DESCRIPTION (provided by applicant): Advances in sequencing technologies provide rapidly increasing amounts of data on human genetic variation. However, distinguishing between neutral variants (with little or no effect on phenotype) from variants conferring disease risk remains a major challenge for both monogenic (Mendelian) and complex diseases. The current state-of-the-art methods for diagnosing amino acid variants primarily employ evolutionary information obtained from multispecies sequence analysis in a variety of ways. While these methods have been used extensively, they often fail to correctly diagnose damaging variants at evolutionarily variable positions and neutral variants at highly conserved positions. Our initial investigations suggests that the protein structural dynamics, which is crucial for proper biochemical activity, has the potential to improve prediction of function-altering variants at less conserved positions and neutral variants at highly conserved positions. Therefore, we propose to explore and build novel in silico prediction tools that exclusively use parameters capturing protein structure and dynamics. We propose to investigate the use of various structure dynamics features that capture the multi- dimensional effects of perturbations on a residue when the protein structure is displaced out of equilibrium. We will also independently assess the contributions of different structural dynamics features in a systematic, quantitative way for their diagnostic power and compare the accuracy of our models with state-of-the-art methods. Furthermore, we will explore the use of multiple methods together to identify most reliable diagnoses. Success of this project will catalyze research at the interface of protein structural biology, molecular genetics, evolution and medicine, as it will advance the mechanistic understanding of protein function disruption in functional and genomic investigations.

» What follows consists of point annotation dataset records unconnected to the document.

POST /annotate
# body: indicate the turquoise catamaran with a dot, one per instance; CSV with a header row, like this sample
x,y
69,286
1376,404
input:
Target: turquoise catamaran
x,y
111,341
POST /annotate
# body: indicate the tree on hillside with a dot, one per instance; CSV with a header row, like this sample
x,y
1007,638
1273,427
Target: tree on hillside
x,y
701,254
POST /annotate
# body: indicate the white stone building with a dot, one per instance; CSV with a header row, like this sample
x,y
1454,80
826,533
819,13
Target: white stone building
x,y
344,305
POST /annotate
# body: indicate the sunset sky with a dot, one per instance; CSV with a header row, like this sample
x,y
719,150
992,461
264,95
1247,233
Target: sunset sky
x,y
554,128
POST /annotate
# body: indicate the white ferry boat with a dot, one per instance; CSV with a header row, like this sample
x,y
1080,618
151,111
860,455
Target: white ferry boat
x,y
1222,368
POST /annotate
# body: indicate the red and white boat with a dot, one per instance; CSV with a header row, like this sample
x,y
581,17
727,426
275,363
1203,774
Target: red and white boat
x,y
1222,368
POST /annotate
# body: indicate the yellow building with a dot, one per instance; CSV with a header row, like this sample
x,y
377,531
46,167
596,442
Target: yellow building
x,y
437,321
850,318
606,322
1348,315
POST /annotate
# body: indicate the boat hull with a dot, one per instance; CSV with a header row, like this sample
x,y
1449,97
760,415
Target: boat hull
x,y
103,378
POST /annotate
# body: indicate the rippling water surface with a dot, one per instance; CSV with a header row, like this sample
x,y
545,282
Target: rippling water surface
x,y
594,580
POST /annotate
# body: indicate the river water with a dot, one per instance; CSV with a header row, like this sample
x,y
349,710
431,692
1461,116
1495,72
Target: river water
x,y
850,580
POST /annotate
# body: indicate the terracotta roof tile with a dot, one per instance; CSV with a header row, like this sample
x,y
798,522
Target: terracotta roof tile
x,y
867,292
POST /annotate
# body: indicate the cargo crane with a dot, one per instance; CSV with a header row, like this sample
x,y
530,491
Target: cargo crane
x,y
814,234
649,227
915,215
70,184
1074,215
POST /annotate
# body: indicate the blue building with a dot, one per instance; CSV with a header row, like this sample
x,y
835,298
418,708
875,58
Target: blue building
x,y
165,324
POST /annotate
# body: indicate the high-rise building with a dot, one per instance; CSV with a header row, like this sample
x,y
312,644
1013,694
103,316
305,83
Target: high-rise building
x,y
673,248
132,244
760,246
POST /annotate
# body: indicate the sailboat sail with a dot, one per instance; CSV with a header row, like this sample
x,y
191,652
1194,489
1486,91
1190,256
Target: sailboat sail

描述（由申请人提供）：测序技术的进步提供了快速增加的人类遗传变异数据量。然而，区分中性变异（对表型影响很小或没有影响）与赋予疾病风险的变异仍然是单基因（孟德尔）和复杂疾病的主要挑战。当前用于诊断氨基酸变异的最先进方法主要利用以多种方式从多物种序列分析中获得的进化信息。虽然这些方法已被广泛使用，但它们常常无法正确诊断进化可变位置的破坏性变异和高度保守位置的中性变异。我们的初步研究表明，蛋白质结构动力学对于适当的生化活性至关重要，有可能以更少的成本改进功能改变变异的预测。 保守位置和高度保守位置的中性变体。因此，我们建议探索和构建新颖的计算机预测工具，专门使用捕获蛋白质结构和动力学的参数。我们建议研究使用各种结构动力学特征来捕获当蛋白质结构失去平衡时残基上的扰动的多维效应。我们还将以系统、定量的方式独立评估不同结构动力学特征对其的贡献 诊断能力并将我们的模型的准确性与最先进的方法进行比较。此外，我们将探索结合使用多种方法来确定最可靠的诊断。该项目的成功将促进蛋白质结构生物学、分子遗传学、进化和医学交叉领域的研究，因为它将促进功能和基因组研究中对蛋白质功能破坏的机制的理解。